Are Indian doctors in UK shut out by biased exams?

A group representing Indian-origin doctors is taking legal action against the British medical establishment, claiming Indian and other foreign doctors are being judged unfairly in tests of their patient-doctor communication skills.

It comes down to one particular test that all international medical graduates (IMGs) have to pass in order to practice as a
General Practitioner in Britain. And it could all boil down to their English-language skills.

This test is known as the Clinical Skills Assessment (CSA), which is a component of the MRCGP exam.

The test is intended to mimic practice as a GP and test a trainee’s clinical skills. Each candidate is required to see a number of patients, each of whom is an actor role-playing to present a clinical case.

The group that is bringing the legal case, the British Association of Physicians of Indian Origin (BAPIO), argues that “opportunity for bias” arises at this face-to-face assessment that trainees have to undergo during the mock consultation.

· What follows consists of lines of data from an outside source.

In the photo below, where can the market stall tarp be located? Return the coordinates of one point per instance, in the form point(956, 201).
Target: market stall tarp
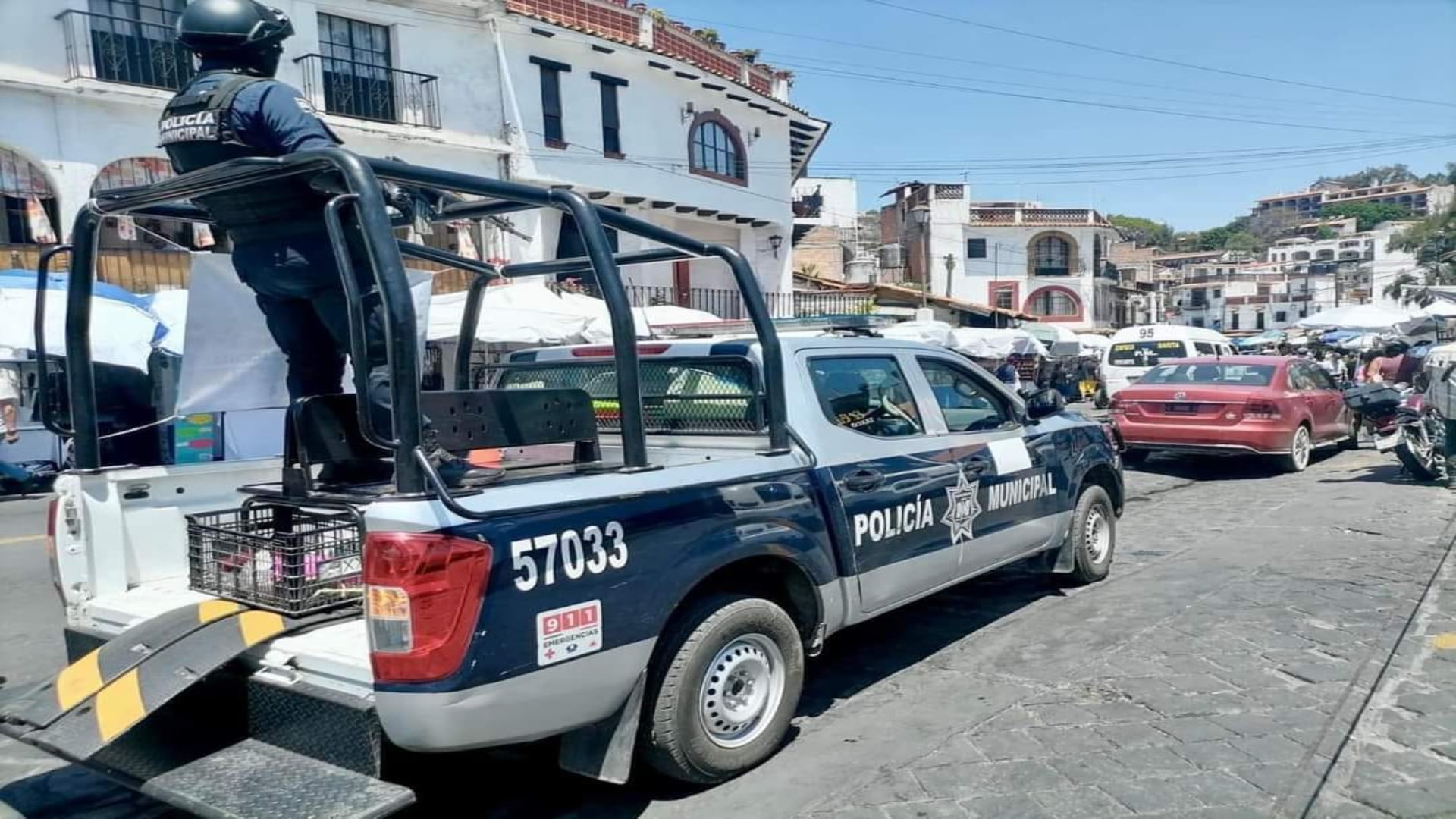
point(171, 308)
point(1367, 318)
point(1049, 334)
point(925, 331)
point(123, 327)
point(995, 343)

“It appears that during the exam a physician’s intellectual ability is judged on the basis of how well he/she speaks native English,” says BAPIO.

The group quotes official figures to support its case. In 2011-12, 65.3% of international graduates failed their first attempt at the CSA test, compared with 9.9% of UK graduates.

The failure figures for 2010-11 were 59.2% for IMGs and 8.2% for UK graduates. In 2008, 43% of IMGs failed the CSA compared with 8.3% of UK graduates.

These are, by any standards, pretty shocking figures.

“There is a significant difference in pass rates which cannot be explained by a lack of any knowledge, skill or competency,” says BAPIO.

Further, in order to qualify as a trainee GP, these graduates will already have passed a PLAB (Professional and Linguistic Assessment Board) exam. All non-Europeans who want to work as doctor in Britain have to pass PLAB.

PLAB is a rigorous exam that tests not only a candidate’s professional ability but also their English-languages skills.

Indians who have sat the PLAB exam often complain how they are presented with patients with thick British regional accents, which many find examinees have found impossible to understand.

To reach the CAS stage, each trainee GP would also have seen 3,000 patients – without any complaints. They have would have had positive comments from their trainers and passed theory tests.

The conclusion that BAPIO draws is that that the MRCGP exam is “flawed and discriminates against international GP trainees.”

BAPIO’s seeks a judicial review of the way the MRCGP exams are conducted by the Royal College of General Practitioners (RCGP) and the General Medical Council (GMC).

The RCGP dismisses out of hand any possibility of bias creeping into the MRCGP exams.

“…The RCGP takes any suggestion of bias, subconscious or otherwise extremely seriously, and this is therefore an issue on which we have done a considerable amount of research,” it says. There is no evidence, it adds, that examiners “substantially favoured their own gender or ethnic group.”